Sneak preview: This afternoon, the House Energy and Commerce subcommittee on Health will hear from FDA Deputy Commissioner Joshua Sharfstein and other agency officials at the first drug safety hearing since the new administration took office. We’ll have more on what Commissioner Sharfstein has to say later this afternoon.

In other FDA buzz,  Mark Senak at Eye on FDA says that shifts in web referral traffic–Facebook now tops Google as the top referring site—underscores the power shift toward social media on the web:

The emergence of Facebook as a driver of traffic signals an important shift in the way that people are getting and consuming information.  More than ever, the idea of referral from a contact is taking up a huge proportion of the spectrum.  That means that for any message – whether it is product related, or public health related – to gain traction, you have to do more than build a Web site and wait for people to discover it.  You have to have a Facebook presence.
Mr. Senak, who consults industry on communications, points to some of the problems of a regulated industry participating in a space as splintered and unregulated as Facebook and Twitter, when it’s not always clear who’s doing the talking. He says FDA should be on Facebook. But it’s not clear exactly what he wants the agency to do once it gets there – serve in an ombudsman or watchdog role? or actively engage with consumers and those in the pharma community? Just avert the “Risk of Ignoring”? In a previous post, he suggests that Facebook would provide a good portal to agency resources, and that may be so, but he leaves aside the important question of how the FDA might protect public health in that space.

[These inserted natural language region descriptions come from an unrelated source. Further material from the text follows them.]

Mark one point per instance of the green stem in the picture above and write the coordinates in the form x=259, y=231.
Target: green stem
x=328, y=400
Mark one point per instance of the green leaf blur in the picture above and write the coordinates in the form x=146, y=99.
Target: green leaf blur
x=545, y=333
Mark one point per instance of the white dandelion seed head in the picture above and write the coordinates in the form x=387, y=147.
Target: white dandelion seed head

This is part of a larger conversation about how pharma and medical device companies operate on the internet – an act which, we note, is a form of marketing. The FDA is charged with regulating the marketing of approved prescription drugs and devices.

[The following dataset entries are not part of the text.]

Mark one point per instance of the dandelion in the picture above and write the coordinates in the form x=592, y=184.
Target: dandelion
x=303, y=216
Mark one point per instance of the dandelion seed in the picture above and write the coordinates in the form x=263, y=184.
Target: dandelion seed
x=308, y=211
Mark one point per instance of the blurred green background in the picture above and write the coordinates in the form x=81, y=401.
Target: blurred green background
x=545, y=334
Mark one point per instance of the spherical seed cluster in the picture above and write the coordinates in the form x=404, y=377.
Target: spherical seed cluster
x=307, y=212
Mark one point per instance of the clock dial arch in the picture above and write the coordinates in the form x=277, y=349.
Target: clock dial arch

In November, the agency invited the public to weigh in on how the agency can uphold its mission to protect the public health as companies move more and more of their marketing resources and attentions to the internet. Community Catalyst and the Pew Prescription Project urged FDA to proceed with caution—and until there is good evidence of public health benefits and comprehension of risks in online venues, existing rules about how companies talk to consumers and what they say should not be bent or relaxed.

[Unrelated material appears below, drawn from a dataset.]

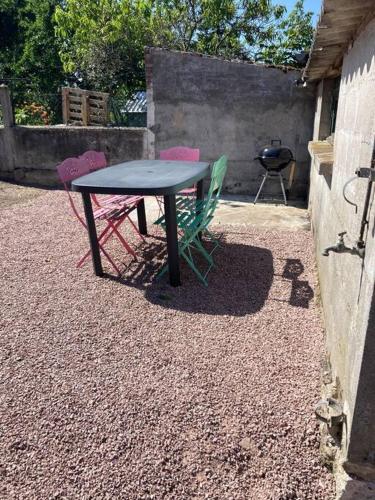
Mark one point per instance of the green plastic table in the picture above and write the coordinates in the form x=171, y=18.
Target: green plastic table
x=144, y=178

But Senak detracts from his call for FDA to “be there” by urging companies not to wait for rules or guidance, suggesting that those who wait to understand the parameters of online marketing do so at their peril.

And so as FDA slowly grapples with its increasingly complex task of developing some guidance around social media – an environment that is constantly evolving at breakneck speed – the agency needs to consider how people are in fact communicating today and companies need to decide if they can afford to wait for the agency to issue any parameters for operating in this environment or they forge ahead and hope for the best.  At this point, you must decide if you shape the environment, or you let it shape you.
It’s a worrying rallying cry, considering that these companies aren’t selling refrigerators – they’re selling life-changing and lethal substances.